Personal information
- Nationality: Honduran
- Born: 2 February 1972 (age 54)

Sport
- Sport: Athletics
- Event: Decathlon

Medal record
Men's athletics
Representing Honduras
Central American Championships
| Gold medal – first place | 1991 Tegucigalpa | Decathlon |
| Silver medal – second place | 1991 Tegucigalpa | Pole vault |
Central American Games
| Gold medal – first place | 1994 San Salvador | Decathlon |
| Silver medal – second place | 1994 San Salvador | Pole vault |
| Bronze medal – third place | 1997 San Pedro Sula | Pole vault |

= Jorge Maradiaga =

Honduran decathlete

Jorge Alberto Flores Maradiaga (born 2 February 1972), also known as Jorge Flores, is a Honduran decathlete and pole vaulter. He won gold medals at the Central American Championships and Central American Games, and competed in the men's decathlon at the 1992 Summer Olympics. He was called in Spanish one of the renowned athletes of Honduras.

==Career==
At the 1991 Central American Championships in Athletics, Flores won the decathlon with 5663 points. He also won a silver medal in the individual pole vault.

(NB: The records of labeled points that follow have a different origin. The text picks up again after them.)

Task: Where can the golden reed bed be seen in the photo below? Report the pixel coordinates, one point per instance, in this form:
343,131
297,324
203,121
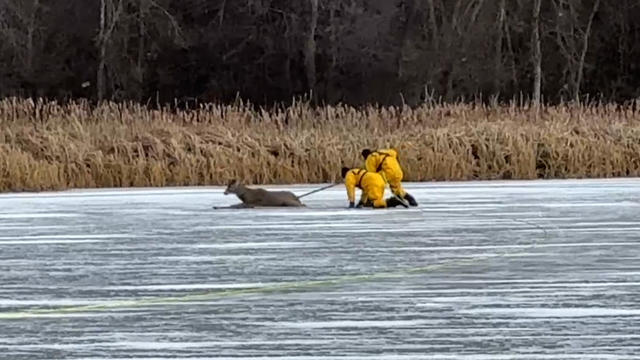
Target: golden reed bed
45,146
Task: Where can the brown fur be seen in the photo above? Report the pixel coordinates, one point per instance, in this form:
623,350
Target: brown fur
261,197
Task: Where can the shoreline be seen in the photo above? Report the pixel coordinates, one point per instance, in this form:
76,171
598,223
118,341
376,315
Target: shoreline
77,145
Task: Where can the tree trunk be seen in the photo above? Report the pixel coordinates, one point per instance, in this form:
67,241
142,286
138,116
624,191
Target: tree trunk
536,57
30,35
140,63
585,47
310,48
410,11
497,66
100,76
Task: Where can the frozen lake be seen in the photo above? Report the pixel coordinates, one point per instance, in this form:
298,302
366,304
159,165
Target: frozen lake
480,271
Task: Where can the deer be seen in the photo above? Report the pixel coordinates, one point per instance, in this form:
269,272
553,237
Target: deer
260,197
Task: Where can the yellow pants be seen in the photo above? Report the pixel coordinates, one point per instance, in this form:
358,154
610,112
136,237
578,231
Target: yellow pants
394,178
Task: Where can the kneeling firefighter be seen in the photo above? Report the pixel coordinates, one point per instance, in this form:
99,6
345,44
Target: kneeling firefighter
372,185
385,162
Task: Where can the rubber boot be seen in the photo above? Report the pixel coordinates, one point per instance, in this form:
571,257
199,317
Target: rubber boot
412,201
394,201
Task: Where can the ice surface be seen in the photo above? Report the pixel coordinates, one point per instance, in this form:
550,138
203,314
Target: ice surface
483,270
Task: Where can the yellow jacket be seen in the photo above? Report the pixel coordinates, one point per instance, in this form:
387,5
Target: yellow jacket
385,161
371,183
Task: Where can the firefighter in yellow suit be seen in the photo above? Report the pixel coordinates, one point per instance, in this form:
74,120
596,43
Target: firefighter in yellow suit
385,162
372,185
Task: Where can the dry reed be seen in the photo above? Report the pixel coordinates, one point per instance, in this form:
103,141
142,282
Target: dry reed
46,146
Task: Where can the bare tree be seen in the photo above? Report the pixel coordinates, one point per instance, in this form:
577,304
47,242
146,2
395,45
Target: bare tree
585,47
310,47
536,57
110,12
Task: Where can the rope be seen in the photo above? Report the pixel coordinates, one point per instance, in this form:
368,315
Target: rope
318,190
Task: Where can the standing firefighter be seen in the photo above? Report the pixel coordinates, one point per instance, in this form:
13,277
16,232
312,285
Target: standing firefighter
386,163
372,185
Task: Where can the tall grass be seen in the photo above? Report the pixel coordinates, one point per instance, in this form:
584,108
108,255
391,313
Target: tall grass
45,145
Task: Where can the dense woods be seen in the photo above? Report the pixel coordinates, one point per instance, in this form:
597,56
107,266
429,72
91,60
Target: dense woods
350,51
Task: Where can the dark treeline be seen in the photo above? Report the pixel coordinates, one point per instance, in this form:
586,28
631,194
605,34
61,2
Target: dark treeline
352,51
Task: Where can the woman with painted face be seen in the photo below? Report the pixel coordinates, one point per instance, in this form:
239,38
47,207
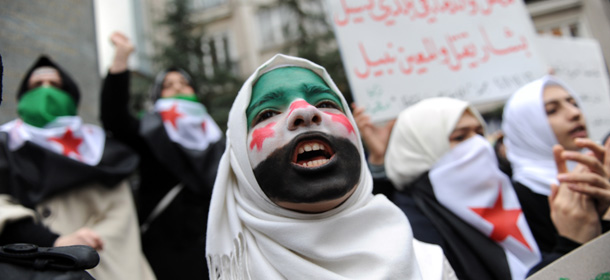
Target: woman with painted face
451,189
299,205
180,146
71,175
543,114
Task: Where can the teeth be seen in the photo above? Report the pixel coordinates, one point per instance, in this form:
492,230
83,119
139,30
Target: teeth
315,162
310,147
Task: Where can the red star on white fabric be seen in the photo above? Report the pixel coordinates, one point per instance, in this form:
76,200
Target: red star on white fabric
504,221
171,115
69,143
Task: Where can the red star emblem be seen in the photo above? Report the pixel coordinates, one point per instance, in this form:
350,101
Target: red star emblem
171,115
342,119
69,142
504,221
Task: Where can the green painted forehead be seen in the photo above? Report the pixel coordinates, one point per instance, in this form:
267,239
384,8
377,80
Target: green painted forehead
275,90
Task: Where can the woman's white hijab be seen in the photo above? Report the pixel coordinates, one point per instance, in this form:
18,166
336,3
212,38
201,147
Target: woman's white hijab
420,137
250,237
529,138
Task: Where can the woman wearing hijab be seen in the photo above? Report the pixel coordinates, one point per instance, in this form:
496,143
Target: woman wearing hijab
71,175
299,205
180,146
451,189
543,114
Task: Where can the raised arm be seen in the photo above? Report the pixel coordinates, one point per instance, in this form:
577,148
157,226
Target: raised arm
114,112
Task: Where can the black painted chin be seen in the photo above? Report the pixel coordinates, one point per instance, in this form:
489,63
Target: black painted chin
284,181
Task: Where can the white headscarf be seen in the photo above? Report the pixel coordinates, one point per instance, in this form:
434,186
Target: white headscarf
464,178
529,138
420,137
250,237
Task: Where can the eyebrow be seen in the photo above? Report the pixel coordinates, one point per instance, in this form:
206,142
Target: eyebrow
316,89
460,129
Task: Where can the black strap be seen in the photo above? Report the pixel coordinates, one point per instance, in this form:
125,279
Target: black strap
60,258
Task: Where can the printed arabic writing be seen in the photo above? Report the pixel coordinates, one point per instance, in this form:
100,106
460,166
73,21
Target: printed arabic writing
458,51
388,11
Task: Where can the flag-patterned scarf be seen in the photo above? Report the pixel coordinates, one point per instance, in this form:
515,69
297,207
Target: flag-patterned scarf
64,155
250,237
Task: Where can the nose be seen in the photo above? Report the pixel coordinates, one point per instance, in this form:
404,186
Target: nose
303,115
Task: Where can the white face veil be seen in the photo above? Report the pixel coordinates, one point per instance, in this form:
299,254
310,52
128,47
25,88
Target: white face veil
463,178
250,237
529,138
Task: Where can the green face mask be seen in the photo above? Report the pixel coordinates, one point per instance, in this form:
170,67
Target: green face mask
42,105
187,97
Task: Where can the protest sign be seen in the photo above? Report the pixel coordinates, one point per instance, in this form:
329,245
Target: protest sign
590,261
396,53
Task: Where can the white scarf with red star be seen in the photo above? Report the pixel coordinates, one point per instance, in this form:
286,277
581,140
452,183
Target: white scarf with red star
250,237
467,181
187,123
529,138
67,136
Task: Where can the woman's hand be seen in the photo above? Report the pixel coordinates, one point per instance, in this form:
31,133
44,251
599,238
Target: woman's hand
123,48
592,175
83,236
574,214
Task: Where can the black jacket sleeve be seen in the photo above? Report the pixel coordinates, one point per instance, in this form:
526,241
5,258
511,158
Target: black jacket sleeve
114,112
27,231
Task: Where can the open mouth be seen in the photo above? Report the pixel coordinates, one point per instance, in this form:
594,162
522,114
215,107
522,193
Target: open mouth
312,153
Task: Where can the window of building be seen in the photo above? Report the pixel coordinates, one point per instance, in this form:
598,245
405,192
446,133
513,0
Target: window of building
205,4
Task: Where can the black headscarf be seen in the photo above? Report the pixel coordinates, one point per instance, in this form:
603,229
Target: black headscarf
68,84
155,92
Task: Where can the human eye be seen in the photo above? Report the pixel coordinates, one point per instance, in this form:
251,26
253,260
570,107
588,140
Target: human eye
457,138
573,102
263,115
328,104
550,109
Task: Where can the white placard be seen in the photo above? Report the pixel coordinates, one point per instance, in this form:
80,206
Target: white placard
399,52
579,63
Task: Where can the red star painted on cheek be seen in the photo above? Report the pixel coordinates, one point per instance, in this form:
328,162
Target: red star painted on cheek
504,221
69,142
171,115
259,135
342,119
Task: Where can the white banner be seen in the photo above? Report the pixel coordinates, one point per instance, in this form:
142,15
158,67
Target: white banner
580,64
398,52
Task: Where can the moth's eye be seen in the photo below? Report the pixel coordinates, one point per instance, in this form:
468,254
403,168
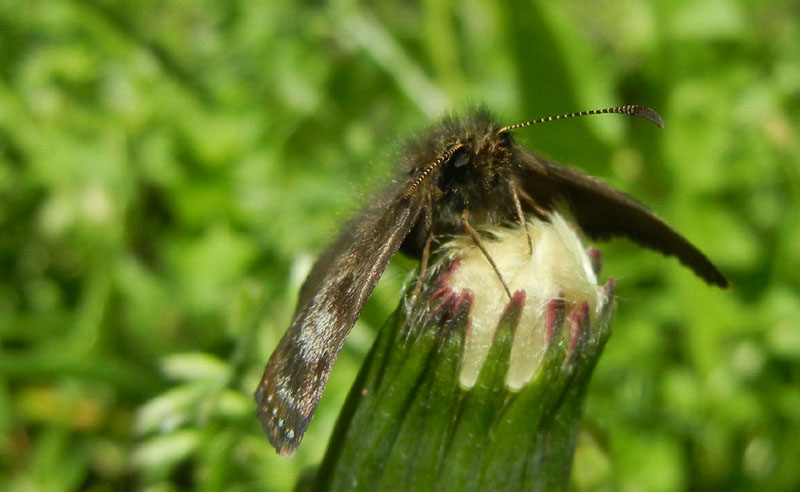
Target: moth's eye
460,159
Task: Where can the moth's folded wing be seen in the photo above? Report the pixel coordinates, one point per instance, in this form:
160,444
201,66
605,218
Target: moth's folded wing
330,302
603,212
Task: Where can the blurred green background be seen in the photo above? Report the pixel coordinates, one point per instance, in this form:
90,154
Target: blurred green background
169,170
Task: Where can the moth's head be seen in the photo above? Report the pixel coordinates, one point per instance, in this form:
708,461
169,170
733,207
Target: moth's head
472,149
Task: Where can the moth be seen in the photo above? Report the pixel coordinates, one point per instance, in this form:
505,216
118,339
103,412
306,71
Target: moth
463,173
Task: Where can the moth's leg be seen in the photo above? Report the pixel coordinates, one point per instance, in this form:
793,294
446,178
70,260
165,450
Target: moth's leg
423,267
476,237
521,215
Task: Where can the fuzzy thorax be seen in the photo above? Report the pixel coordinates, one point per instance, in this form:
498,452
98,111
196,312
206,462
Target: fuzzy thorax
559,268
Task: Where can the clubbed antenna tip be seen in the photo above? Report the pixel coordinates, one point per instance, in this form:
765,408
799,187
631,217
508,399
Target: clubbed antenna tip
629,109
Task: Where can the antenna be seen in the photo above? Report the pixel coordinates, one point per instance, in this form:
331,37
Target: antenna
629,109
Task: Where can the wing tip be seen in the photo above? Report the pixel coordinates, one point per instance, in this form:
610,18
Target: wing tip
283,432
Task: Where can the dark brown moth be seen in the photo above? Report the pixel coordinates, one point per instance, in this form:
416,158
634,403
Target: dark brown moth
464,172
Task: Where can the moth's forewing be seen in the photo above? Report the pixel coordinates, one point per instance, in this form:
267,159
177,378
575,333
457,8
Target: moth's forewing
603,211
330,302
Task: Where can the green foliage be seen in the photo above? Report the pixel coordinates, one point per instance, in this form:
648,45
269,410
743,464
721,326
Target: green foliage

Flores was selected to represent Honduras at the 1992 Summer Olympics in the decathlon as their sole competitor. On the first day of competition, he completed the 100 m in 11.75, long jump in 6.18 m, shot put in 9.54 m, high jump in 1.70 m, and 400 m in 54.81 seconds. On the final day, he finished the 110 m hurdles in 16.20 s, discus throw with 30.26 m, pole vault with 4.00 m, javelin throw in 42.46 m, and 1500 m in 5:04.10 minutes. His final score of 5746 points placed him 28th.

Flores set his decathlon then-personal best of 5856 points in 1994. He also performed a 5873-point decathlon at the 1994 Central American Games to win the gold medal, alongside another silver medal in the pole vault.

Flores competed in the pole vault at the 1997 Central American Games held in San Pedro Sula, Honduras. He won the bronze medal, jumping 4.00 metres.

==Personal life==
Flores' brother is Francisco Flores, who competed at the 1993 World Athletics Championships and also won international medals in other competitions representing Honduras.

After his professional career, Flores became a masters athlete. He competed at the 2016 Honduran Masters Athletics Championships and qualified for that year's Central American Masters Athletics Championships in San Salvador, where he competed in the 110 m hurdles and 400 m hurdles along with his brother.